Johnson spent many years sending out his script to anyone he could that would read it, and although most that would read it loved it, none of them were willing to take a chance on such an ambitious screenplay done by an inexperienced director, especially when making the script work with such strange dialogue. In the end, Johnson's dream could only come true if he did it himself, which he did with the help of friends, family members, and anyone else willing to lend some money to see the project come to life. With less than $500,000 and a defined game plan, Johnson made the movie he wanted to make -- and it's good.
An "all grown up" Joseph Gordon-Levitt (10 Things I Hate About You, Holy Matrimony) stars as Brendan, high school student and frequent acquaintance of many involved in the underground drug dealing scene at the school and surrounding community of the California town he resides in. Unfortunately for Brendan, one of those many happens to be the girl he still loves, his former girlfriend turned junkie, Emily (de Ravin, Carrie). The film opens to a scene where Brendan discovers Emily's apparently dead body, then flashes back two days earlier, when Brendan receives an anguished phone call from Em asking him for help, talking about things he doesn't fully comprehend, using words like "Brick" and "The Pin".
Brendan sets about to find Em, with the help of his resourceful acquaintance named The Brain (O'Leary, Frailty), and make sure everything is fine. When the Emily's body is discovered, Brendan determines to find out just what happened to her, delving as deep as he can go in the seamy underbelly of the town to learn the full story of what happened to the only thing in life he's ever loved.

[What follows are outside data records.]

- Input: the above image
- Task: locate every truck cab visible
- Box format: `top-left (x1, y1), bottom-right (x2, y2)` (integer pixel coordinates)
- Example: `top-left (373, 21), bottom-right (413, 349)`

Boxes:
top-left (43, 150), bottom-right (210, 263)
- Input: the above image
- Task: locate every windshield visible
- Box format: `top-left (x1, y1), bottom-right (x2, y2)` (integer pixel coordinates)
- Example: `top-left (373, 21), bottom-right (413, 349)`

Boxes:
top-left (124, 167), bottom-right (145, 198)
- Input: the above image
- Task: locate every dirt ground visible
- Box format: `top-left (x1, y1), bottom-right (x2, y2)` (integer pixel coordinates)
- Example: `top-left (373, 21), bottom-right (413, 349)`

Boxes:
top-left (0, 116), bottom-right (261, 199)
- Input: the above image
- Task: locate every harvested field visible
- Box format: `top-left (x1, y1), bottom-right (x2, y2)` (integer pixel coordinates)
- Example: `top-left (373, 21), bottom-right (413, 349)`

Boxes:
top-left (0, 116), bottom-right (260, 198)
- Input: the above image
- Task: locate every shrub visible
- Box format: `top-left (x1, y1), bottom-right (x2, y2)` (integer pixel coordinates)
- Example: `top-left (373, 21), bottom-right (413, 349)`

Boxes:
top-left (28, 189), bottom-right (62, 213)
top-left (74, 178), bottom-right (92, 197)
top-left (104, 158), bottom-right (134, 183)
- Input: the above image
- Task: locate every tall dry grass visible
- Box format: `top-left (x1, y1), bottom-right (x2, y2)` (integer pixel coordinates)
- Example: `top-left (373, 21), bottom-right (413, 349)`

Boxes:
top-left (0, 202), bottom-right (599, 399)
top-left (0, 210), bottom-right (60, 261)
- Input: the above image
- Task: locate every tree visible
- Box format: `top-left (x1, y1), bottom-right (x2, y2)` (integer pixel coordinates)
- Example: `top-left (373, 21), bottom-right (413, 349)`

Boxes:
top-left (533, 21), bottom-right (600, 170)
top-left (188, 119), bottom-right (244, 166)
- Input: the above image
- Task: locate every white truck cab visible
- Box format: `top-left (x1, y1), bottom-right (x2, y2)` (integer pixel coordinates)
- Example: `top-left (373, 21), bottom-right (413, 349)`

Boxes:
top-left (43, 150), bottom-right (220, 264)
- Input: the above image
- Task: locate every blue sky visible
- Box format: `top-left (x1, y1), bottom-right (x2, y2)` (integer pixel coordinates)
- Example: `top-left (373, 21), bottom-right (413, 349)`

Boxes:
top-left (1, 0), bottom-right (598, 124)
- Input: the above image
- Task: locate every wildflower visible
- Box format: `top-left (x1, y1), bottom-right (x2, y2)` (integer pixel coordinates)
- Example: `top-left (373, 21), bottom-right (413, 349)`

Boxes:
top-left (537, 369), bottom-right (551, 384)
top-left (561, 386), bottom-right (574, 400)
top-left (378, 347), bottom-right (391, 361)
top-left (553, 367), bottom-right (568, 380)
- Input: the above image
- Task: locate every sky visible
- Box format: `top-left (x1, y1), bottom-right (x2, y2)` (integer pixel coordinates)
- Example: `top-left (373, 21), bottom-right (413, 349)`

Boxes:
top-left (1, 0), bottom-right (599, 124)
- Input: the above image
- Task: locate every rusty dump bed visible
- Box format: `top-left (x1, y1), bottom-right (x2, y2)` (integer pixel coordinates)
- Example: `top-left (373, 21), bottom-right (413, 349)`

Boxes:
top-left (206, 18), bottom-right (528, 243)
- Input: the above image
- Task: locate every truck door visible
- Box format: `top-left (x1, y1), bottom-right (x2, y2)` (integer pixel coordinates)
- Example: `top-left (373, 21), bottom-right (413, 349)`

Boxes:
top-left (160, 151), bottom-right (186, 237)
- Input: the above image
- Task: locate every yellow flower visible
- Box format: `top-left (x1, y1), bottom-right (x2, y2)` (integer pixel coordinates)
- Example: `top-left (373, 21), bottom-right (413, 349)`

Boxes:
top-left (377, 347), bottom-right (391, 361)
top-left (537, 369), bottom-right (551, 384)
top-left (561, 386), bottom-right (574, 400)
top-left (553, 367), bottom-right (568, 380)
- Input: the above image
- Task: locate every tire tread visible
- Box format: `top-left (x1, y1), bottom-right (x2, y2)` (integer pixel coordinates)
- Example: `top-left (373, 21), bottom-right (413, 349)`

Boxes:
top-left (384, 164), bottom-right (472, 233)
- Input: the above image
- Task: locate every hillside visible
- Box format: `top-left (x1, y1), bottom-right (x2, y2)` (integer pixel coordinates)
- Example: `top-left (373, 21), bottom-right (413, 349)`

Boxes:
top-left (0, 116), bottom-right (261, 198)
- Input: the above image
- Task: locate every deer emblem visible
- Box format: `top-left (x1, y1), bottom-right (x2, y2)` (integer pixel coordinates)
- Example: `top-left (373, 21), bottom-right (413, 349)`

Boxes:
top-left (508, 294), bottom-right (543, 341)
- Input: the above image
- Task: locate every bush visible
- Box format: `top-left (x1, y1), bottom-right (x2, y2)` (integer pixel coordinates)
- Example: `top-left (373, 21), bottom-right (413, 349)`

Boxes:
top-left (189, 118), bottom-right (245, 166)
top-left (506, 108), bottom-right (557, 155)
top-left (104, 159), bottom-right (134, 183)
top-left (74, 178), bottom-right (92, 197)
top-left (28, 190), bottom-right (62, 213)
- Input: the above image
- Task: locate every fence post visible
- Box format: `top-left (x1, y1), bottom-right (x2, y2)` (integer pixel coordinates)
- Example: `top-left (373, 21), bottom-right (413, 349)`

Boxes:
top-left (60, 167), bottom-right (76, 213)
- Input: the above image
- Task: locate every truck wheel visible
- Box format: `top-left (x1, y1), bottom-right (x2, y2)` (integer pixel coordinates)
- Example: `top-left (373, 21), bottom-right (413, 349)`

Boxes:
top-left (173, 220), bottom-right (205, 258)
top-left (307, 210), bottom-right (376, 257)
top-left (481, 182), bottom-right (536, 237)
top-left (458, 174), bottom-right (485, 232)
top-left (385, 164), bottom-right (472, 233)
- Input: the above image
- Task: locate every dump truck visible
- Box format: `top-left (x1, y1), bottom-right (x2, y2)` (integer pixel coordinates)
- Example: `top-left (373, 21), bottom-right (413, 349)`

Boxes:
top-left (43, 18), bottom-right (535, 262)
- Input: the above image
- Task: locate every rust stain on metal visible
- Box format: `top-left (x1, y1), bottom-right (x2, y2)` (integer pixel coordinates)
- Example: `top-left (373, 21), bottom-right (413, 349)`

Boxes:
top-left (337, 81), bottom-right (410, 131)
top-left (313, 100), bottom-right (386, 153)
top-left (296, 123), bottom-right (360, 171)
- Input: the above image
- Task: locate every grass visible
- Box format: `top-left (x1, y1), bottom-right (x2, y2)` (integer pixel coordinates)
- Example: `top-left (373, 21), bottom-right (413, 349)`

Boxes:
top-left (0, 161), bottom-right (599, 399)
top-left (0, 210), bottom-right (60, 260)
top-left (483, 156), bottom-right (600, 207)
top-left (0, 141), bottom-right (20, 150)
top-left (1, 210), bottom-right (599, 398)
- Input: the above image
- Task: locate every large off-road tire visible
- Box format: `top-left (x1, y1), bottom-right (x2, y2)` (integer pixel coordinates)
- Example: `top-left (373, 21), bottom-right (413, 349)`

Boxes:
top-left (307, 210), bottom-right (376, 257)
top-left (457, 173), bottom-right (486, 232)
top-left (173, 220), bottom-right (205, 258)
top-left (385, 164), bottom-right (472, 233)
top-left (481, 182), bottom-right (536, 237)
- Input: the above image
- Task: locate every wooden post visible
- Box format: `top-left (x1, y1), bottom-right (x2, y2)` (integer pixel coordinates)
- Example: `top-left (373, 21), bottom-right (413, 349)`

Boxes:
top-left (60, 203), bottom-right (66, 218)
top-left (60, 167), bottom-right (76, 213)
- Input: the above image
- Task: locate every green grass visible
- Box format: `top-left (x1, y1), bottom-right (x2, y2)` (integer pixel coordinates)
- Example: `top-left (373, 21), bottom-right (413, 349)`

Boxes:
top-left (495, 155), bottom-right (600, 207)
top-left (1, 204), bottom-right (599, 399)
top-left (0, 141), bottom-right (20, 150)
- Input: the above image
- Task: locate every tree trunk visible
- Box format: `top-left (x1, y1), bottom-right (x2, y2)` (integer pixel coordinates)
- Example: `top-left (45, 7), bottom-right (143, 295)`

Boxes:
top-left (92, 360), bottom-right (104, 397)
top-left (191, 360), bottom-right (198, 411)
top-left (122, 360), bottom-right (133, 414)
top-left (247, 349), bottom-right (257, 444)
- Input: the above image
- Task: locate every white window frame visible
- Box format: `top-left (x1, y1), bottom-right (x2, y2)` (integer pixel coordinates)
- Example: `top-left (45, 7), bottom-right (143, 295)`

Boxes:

Just as Rian Johnson wrote his script to play out like classic Dashiell Hammett, so too does he direct his film to look like modern noir, featuring many of the same stylish staples that those noir detective films of the 1940s and 1950s were known for. His approach is completely straight-faced, giving high school kids similar, somewhat anachronistic, stylized dialogue, speaking to each other in a sophisticated and mannered fashion, and adding a depth and maturity not commonly associated with films set in high school. The main plot itself is knowingly unrealistic, as the characters and events aren't played for realism as to how drug operations are generally run,
Without the deft hands of a director with the proper vision, Brick would fall apart early on and would probably be little more than an heavily-flawed experimental film. Since the concept of Brick is entirely Rian Johnson's, perhaps he might have been the only one with enough clue as to what sort of film he wanted to make, as he is able to deliver something of genuine quality and elegance out of a what amounts to high school drug and crime tale. With a great eye for classic styles, some clever cinematography, an original haunting score, and a very good cast of young actors that are perfect in their respective roles, Johnson manages to create a fine, intricately interwoven murder mystery, not dissimilar to another genre exploration, David Lynch's "Twin Peaks".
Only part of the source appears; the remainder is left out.